Dry chicken parts and proceed to rub in salt, white pepper, and ground cumin (preferably from Morocco or Israel, I've had only these varieties in the last year—SO spoiled). Now, you're going to let that chicken warm up on the counter. You'll want it to sit at room temperature for about a half hour to an hour. If anything I've learned, it's not to try and sear cold meat. Gross, you say, you'll get salmonella. I think not. That chicken is going to have the shit cooked out of it, I promise. You'll be fine. Plus, if you're avoiding nasty Perdue / Shaw's / Market Basket Antibiotic-Flavored chicken, your chance for the runs decreases considerably:




Meanwhile, prep aromatics: 2 diced yellow onions, half a bulb of garlic, minced, and in this case, reconstituted chipotle peppers, and cumin seed. Sometimes if I have fresh jalapeno I'll use that too. However, dried peppers are key.



Open Rogue Dead Guy Ale and clean up chicken-dissecting cutting board and knives. Line up the 4-7 spices you feel like using for sauce.




Open a can of 365 brand crushed tomatoes, and get some chix stock simmering on hotplate.

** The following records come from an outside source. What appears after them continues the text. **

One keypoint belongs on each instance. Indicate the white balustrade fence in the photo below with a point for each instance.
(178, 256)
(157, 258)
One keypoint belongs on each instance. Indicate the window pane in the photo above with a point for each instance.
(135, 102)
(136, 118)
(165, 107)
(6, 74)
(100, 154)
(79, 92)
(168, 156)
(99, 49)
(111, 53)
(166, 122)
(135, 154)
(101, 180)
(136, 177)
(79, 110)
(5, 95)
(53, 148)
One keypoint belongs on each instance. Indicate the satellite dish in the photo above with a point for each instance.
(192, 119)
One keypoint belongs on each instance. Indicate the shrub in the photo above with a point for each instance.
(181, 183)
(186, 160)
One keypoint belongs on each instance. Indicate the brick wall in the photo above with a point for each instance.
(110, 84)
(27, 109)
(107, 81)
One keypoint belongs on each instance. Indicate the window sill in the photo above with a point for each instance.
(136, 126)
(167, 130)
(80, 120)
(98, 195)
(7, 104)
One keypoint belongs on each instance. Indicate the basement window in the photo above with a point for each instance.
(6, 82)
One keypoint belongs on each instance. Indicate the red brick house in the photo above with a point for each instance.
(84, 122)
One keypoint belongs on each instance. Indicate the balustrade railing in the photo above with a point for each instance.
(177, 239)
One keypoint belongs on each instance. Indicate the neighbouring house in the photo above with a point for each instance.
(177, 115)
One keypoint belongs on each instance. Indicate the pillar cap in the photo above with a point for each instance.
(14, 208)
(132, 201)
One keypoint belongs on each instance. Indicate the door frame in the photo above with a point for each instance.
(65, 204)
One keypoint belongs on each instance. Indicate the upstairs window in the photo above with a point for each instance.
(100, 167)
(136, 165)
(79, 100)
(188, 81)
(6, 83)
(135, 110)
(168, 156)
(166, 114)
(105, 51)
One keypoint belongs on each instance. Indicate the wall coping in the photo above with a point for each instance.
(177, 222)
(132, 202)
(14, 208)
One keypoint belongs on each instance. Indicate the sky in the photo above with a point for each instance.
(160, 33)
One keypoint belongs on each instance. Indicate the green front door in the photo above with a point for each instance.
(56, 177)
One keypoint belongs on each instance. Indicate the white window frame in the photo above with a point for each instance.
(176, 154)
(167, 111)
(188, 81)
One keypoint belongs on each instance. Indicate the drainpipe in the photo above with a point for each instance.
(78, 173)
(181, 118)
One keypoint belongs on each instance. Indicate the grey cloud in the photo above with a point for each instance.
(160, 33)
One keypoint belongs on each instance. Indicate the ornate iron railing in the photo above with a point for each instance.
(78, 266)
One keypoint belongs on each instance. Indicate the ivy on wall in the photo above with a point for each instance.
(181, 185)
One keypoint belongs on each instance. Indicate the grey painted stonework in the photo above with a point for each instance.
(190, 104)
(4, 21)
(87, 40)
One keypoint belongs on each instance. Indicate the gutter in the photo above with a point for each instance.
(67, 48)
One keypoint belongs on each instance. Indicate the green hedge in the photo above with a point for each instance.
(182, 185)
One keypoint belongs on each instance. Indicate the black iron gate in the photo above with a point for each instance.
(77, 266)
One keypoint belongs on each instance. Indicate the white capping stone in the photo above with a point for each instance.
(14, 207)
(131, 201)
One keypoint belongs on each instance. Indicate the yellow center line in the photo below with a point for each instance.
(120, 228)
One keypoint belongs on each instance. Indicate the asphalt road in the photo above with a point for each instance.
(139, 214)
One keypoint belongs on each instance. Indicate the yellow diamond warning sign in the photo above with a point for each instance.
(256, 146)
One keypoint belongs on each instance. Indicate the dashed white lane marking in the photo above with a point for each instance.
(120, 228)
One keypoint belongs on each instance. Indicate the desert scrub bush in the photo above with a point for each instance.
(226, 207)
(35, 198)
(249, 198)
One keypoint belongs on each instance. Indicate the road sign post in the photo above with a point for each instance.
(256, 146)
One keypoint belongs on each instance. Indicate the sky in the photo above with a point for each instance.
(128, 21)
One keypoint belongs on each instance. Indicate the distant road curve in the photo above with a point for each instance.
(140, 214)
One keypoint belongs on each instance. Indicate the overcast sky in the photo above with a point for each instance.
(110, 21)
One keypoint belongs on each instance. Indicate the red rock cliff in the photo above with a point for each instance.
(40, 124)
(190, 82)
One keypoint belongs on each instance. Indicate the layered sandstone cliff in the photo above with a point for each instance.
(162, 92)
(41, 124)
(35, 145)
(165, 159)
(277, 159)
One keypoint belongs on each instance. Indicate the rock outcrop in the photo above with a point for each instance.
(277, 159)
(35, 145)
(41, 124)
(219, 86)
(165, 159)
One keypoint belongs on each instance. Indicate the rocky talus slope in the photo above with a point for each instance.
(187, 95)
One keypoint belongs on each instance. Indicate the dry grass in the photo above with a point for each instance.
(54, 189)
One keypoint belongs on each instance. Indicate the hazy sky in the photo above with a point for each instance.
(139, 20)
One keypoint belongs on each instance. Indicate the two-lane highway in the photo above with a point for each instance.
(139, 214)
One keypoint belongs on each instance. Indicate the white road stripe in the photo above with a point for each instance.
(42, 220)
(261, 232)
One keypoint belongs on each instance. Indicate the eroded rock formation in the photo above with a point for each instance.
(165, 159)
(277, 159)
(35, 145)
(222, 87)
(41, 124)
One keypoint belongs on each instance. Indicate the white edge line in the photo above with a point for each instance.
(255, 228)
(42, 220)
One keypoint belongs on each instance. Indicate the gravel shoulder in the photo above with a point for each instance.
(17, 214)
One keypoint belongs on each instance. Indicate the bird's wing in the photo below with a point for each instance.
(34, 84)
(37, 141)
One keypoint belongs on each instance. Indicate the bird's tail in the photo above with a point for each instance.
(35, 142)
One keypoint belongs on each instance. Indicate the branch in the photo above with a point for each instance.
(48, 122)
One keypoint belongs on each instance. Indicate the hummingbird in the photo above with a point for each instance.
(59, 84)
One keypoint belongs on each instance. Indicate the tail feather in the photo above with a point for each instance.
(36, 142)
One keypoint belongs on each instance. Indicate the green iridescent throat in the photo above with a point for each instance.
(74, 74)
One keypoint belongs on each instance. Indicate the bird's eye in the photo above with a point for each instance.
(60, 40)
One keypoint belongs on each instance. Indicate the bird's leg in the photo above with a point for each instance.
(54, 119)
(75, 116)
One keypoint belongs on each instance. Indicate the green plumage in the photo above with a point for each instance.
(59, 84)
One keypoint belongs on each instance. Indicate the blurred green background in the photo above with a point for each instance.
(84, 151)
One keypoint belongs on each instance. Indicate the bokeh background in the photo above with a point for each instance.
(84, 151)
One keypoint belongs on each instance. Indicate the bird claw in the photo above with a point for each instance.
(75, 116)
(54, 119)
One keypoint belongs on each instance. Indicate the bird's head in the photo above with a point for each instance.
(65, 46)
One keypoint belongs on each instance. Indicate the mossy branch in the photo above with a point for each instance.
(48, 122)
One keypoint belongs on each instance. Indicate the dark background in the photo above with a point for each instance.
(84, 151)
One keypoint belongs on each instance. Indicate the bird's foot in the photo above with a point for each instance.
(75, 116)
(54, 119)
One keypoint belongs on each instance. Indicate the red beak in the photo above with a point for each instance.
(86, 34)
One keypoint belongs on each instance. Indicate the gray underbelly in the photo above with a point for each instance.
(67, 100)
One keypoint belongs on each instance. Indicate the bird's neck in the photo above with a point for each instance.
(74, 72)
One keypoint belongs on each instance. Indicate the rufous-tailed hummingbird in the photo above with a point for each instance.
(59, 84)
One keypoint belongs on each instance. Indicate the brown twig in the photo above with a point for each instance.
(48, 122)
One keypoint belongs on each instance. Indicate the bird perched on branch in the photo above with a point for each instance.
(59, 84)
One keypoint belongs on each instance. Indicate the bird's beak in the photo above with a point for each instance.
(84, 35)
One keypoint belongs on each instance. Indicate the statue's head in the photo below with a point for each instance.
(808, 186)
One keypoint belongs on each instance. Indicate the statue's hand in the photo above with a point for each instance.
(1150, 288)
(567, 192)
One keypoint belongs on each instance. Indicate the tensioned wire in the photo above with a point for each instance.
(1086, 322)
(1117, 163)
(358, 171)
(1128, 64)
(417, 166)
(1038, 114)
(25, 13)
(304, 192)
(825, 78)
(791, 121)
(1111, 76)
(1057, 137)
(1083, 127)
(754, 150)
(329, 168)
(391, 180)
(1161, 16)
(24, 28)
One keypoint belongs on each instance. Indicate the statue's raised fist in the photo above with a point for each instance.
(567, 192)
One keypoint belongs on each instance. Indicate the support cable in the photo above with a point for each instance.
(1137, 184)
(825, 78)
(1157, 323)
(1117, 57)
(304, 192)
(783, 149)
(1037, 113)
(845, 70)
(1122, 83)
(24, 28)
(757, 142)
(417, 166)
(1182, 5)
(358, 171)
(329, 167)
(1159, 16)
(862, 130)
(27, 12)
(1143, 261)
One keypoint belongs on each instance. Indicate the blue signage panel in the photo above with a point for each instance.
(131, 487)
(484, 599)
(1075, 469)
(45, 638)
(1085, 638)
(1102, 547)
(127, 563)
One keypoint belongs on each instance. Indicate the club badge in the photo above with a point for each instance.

Step two: Bring about 4 TBL canola or corn oil to a purdy shimmering sheen and begin to sear chicken in batches in pot. Make sure that chicken is getting really dark. As pieces finish, put in warm oven in dish to catch juices, etc. This step will ensure that your studio apartment begins to smell like a very greasy taqueria. Olé!

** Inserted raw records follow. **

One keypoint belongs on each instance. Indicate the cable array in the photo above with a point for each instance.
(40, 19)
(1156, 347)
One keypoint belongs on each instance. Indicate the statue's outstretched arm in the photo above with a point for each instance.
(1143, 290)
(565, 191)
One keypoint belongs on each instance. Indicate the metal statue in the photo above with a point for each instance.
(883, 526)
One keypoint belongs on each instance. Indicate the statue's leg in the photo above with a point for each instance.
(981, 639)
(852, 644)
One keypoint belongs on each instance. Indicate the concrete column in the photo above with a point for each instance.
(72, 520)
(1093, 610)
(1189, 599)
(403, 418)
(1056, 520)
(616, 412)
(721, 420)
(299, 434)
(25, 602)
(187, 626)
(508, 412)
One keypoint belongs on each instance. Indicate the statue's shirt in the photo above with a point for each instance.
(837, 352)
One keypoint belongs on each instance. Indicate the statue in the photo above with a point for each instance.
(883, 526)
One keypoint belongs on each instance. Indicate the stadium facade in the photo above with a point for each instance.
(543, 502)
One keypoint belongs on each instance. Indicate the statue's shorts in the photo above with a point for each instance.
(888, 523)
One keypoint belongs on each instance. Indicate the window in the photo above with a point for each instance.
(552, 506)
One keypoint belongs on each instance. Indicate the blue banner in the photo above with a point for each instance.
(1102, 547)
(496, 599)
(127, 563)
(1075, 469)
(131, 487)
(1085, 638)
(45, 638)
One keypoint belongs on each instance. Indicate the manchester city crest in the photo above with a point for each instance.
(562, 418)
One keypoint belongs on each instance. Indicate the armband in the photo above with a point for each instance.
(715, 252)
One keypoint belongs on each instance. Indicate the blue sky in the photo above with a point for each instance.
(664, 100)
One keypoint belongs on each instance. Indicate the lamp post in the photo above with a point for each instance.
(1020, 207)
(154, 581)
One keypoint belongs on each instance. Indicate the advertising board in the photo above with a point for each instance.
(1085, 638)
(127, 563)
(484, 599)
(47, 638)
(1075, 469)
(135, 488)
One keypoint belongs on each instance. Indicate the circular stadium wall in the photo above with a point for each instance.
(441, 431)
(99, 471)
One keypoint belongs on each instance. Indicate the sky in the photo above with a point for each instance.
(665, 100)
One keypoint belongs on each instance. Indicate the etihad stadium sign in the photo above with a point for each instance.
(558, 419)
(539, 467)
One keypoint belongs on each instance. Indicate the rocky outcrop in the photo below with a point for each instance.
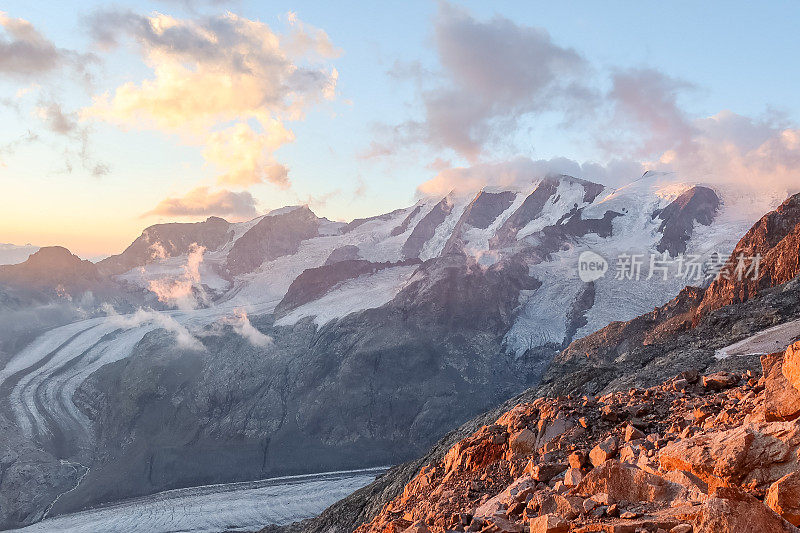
(426, 228)
(53, 269)
(313, 283)
(168, 240)
(704, 458)
(698, 205)
(272, 237)
(776, 238)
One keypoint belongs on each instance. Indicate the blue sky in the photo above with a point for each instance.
(720, 55)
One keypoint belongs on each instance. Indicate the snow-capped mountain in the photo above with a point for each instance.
(291, 343)
(11, 254)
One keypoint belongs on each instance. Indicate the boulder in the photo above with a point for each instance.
(549, 523)
(783, 497)
(523, 442)
(720, 380)
(753, 455)
(417, 527)
(622, 481)
(791, 365)
(781, 399)
(732, 510)
(604, 451)
(544, 472)
(631, 433)
(577, 459)
(572, 477)
(567, 507)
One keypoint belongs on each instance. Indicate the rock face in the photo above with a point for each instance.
(728, 470)
(734, 511)
(697, 205)
(53, 270)
(791, 366)
(776, 238)
(385, 332)
(781, 398)
(646, 351)
(272, 237)
(168, 240)
(783, 497)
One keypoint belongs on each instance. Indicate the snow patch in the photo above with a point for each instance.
(364, 292)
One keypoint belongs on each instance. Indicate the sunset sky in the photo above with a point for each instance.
(119, 116)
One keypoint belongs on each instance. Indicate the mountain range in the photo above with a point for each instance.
(213, 352)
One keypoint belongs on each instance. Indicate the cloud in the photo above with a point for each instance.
(242, 326)
(493, 74)
(56, 119)
(184, 291)
(203, 201)
(10, 148)
(183, 337)
(25, 53)
(731, 149)
(726, 149)
(646, 114)
(226, 83)
(67, 125)
(244, 154)
(523, 171)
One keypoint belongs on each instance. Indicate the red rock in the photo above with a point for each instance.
(505, 526)
(544, 472)
(783, 497)
(752, 455)
(791, 365)
(567, 507)
(720, 380)
(417, 527)
(549, 523)
(781, 399)
(732, 510)
(631, 433)
(627, 482)
(604, 451)
(523, 442)
(577, 459)
(572, 477)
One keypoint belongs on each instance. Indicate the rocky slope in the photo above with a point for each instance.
(707, 454)
(290, 343)
(681, 335)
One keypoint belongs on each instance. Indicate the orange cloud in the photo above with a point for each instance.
(203, 201)
(227, 83)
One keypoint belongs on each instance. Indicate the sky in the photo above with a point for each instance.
(118, 116)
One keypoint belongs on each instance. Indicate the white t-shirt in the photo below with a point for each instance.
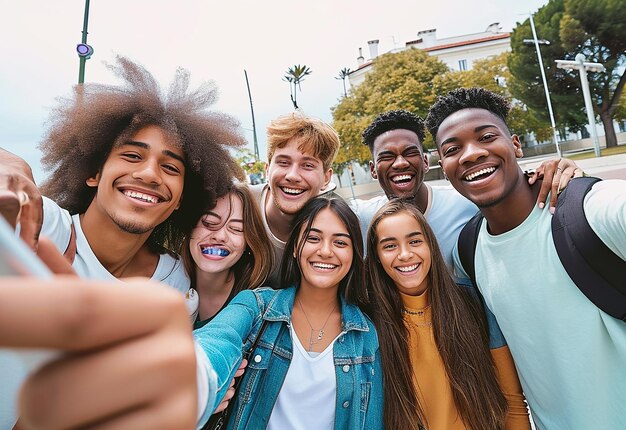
(57, 227)
(447, 212)
(570, 356)
(308, 396)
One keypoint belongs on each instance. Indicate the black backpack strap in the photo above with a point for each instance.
(598, 272)
(468, 238)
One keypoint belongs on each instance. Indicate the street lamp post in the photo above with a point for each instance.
(256, 144)
(84, 51)
(583, 67)
(537, 42)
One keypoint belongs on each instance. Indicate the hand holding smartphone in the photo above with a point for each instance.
(17, 260)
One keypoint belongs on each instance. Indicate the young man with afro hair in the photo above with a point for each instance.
(131, 171)
(569, 354)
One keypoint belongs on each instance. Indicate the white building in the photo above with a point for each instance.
(458, 52)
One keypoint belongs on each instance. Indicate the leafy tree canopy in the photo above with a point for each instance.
(409, 80)
(595, 28)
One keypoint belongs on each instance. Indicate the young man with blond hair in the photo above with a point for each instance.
(300, 152)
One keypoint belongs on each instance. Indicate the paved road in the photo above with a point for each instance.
(609, 167)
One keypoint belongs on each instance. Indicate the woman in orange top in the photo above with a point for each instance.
(439, 369)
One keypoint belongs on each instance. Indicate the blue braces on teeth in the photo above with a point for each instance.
(215, 251)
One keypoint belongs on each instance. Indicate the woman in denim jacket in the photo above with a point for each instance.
(317, 364)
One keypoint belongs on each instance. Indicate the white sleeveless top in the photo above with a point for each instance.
(308, 396)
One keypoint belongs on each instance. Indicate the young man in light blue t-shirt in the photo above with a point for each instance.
(569, 354)
(400, 163)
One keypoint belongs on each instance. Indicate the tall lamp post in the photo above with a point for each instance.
(583, 67)
(538, 42)
(84, 51)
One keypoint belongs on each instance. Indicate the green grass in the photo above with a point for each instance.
(620, 149)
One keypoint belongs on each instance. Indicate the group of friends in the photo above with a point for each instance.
(365, 317)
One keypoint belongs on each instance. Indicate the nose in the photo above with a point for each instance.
(293, 173)
(471, 152)
(325, 249)
(400, 163)
(405, 253)
(219, 235)
(148, 172)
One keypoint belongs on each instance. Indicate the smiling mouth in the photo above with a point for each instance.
(141, 196)
(481, 174)
(292, 191)
(407, 269)
(324, 266)
(401, 179)
(211, 250)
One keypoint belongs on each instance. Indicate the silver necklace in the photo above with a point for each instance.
(320, 332)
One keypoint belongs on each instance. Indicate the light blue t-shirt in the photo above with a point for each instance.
(570, 355)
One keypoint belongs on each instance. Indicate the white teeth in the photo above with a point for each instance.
(484, 171)
(141, 196)
(408, 268)
(292, 191)
(402, 178)
(324, 265)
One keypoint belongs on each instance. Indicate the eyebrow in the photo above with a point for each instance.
(408, 236)
(476, 130)
(144, 145)
(211, 213)
(334, 234)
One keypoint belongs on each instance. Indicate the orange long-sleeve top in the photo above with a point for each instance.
(431, 380)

When all chicken is seared, the bottom of your pan should resemble a wasteland of very dark chicken scraps and oil. This is OK, you vant dis, very very much:


Dump in the onions and cumin seed ONLY at this point. The steam and liquid of the fresh onion will soften the burned bits. Scrape up the bits with a flat-head wooden spoon, stirring the onions often; the cumin seeds will being to soften.

After a few minutes, add the chipotle pepper and the garlic and let go for a few more, stirring a few times. At this point, I add more chile powder(s) and cumin. I really can't tell you how much or what kind--though I do know that it's more than you'd think it is. Stir some more. Add the chicken and accumulated juices next, and stir well.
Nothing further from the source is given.